Kendine ait müstakil bir eseri bulunmayan âşığın şiirleri, Kırşehir İlköğretim Müfettişi Muzaffer Ergün tarafından 1936 yılında bir araya getirilerek Toklumen’li Âşık Sait adlı kitapta toplanmıştır (Bulut 1983: 49).

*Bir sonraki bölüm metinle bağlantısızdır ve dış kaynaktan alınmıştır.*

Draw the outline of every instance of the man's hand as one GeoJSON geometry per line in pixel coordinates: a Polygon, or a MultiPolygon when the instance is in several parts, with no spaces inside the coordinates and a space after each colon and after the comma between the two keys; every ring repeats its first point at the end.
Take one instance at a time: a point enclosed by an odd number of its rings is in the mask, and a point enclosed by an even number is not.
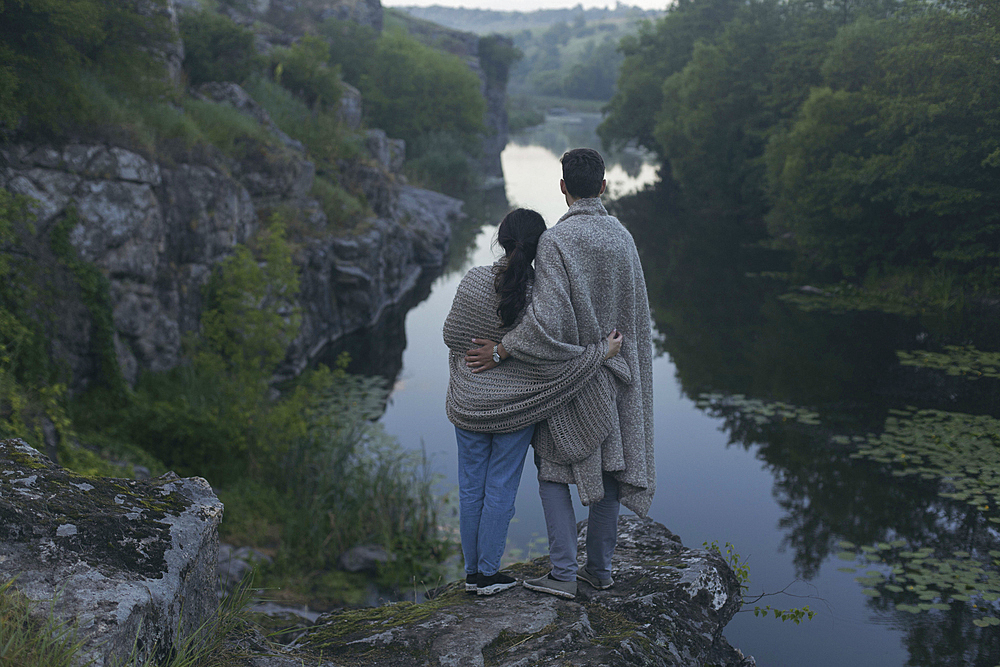
{"type": "Polygon", "coordinates": [[[488,371],[499,365],[493,361],[493,346],[496,343],[485,338],[473,338],[472,342],[482,346],[465,353],[465,365],[471,368],[473,373],[488,371]]]}

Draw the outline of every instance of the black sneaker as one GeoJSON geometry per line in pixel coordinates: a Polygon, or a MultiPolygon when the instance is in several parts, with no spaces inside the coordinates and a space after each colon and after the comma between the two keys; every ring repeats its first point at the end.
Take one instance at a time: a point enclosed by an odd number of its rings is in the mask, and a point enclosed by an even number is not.
{"type": "Polygon", "coordinates": [[[497,572],[488,577],[480,574],[479,579],[476,580],[476,593],[478,595],[493,595],[516,585],[517,579],[509,577],[503,572],[497,572]]]}

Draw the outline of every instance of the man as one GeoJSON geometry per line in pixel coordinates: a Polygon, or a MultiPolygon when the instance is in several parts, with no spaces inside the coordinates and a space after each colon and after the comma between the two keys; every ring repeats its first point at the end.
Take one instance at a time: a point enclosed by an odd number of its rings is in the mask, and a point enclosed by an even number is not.
{"type": "Polygon", "coordinates": [[[656,477],[652,332],[639,254],[632,236],[601,203],[607,181],[600,153],[577,148],[561,162],[559,187],[569,210],[539,241],[531,303],[521,323],[502,341],[476,339],[481,347],[469,350],[466,363],[474,372],[483,372],[511,355],[528,363],[564,361],[578,354],[579,346],[598,342],[613,329],[624,335],[619,356],[631,377],[614,383],[607,397],[610,410],[600,411],[602,417],[595,419],[594,410],[581,406],[570,411],[574,423],[550,419],[540,423],[536,433],[538,492],[552,571],[524,586],[573,598],[578,579],[598,589],[614,583],[611,557],[619,503],[645,516],[656,477]],[[560,433],[587,427],[600,433],[595,445],[553,446],[565,442],[560,433]],[[549,433],[556,437],[545,437],[549,433]],[[579,570],[570,484],[577,485],[581,502],[590,508],[587,562],[579,570]]]}

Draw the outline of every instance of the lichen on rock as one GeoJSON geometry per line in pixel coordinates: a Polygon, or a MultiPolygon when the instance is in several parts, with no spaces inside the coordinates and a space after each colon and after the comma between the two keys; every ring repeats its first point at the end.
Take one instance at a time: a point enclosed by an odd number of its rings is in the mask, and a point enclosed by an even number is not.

Âşık Said’in şiirlerinde genel olarak Karacaoğlan havası sezilmektedir. Konuları işlerken yer yer şaşırtıcı olduğu gibi düşündürücü, beklenmeyen bağlantılar da kurmuştur. Bu yaratıcı kişiliğinin yanı sıra, bazı şiirlerinde de Âşık Edebiyatı’nın bilinen mazmunlarını alelade bir şekilde kullanmıştır. Yörede yerleşmiş söz ve deyimlere yer vererek duru bir dille ve samimi bir üslupla oluşturduğu şiirleri genellikle yedi ve on bir hecelidir. Şiirlerinde genellikle duraklara pek önem vermeyen şair, sırf vezin boşluklarını doldurmak için, yani hece sayısını tutturmak için “ben, sen, de, şu, bu, -dır, mı” gibi kelime, bağlaç ve ek kullanımına başvurmuştur. Said, şiirlerinde ağırlıklı olarak yarım kafiyeyi kullanmıştır. Bunun yanı sıra, diğer kafiye türlerine de başvurmuştur; ancak âşığın kafiyeye çok önem vermediği şiirlerinden anlaşılmaktadır. Çağdaşı olan pek şairin aksine, konu ve şekil bakımından divan şiirinden etkilenmemiştir. Şiirlerinde başlıca konuları gurbet, sıla, özlem, sevgi, doğa, askerlik, hastalık, ölüm ve dünyanın geçiciliği oluştururken âşık, çevresindeki olaylara karşı tepkisiz kalmamış, bu olaylar karşısındaki tavrını da ortaya koymuştur (Bulut 1983: 48-49; Obruk 1983: 31-36). Âşık Said, şiirine dair bu özellikler sayesinde Âşık Edebiyatı içerisinde önemli bir yer almış ve kendisinden sonra yetişen yöre âşıkların yanı sıra Çekiç Ali, Hacı Taşan ve özellikle de Neşet Ertaş gibi sanatçılara da ilham vermiştir. 

Kaynakça

Bulut, H. Vahit (1983). Kırşehir Halk Ozanları. Ankara: Filiz Yay.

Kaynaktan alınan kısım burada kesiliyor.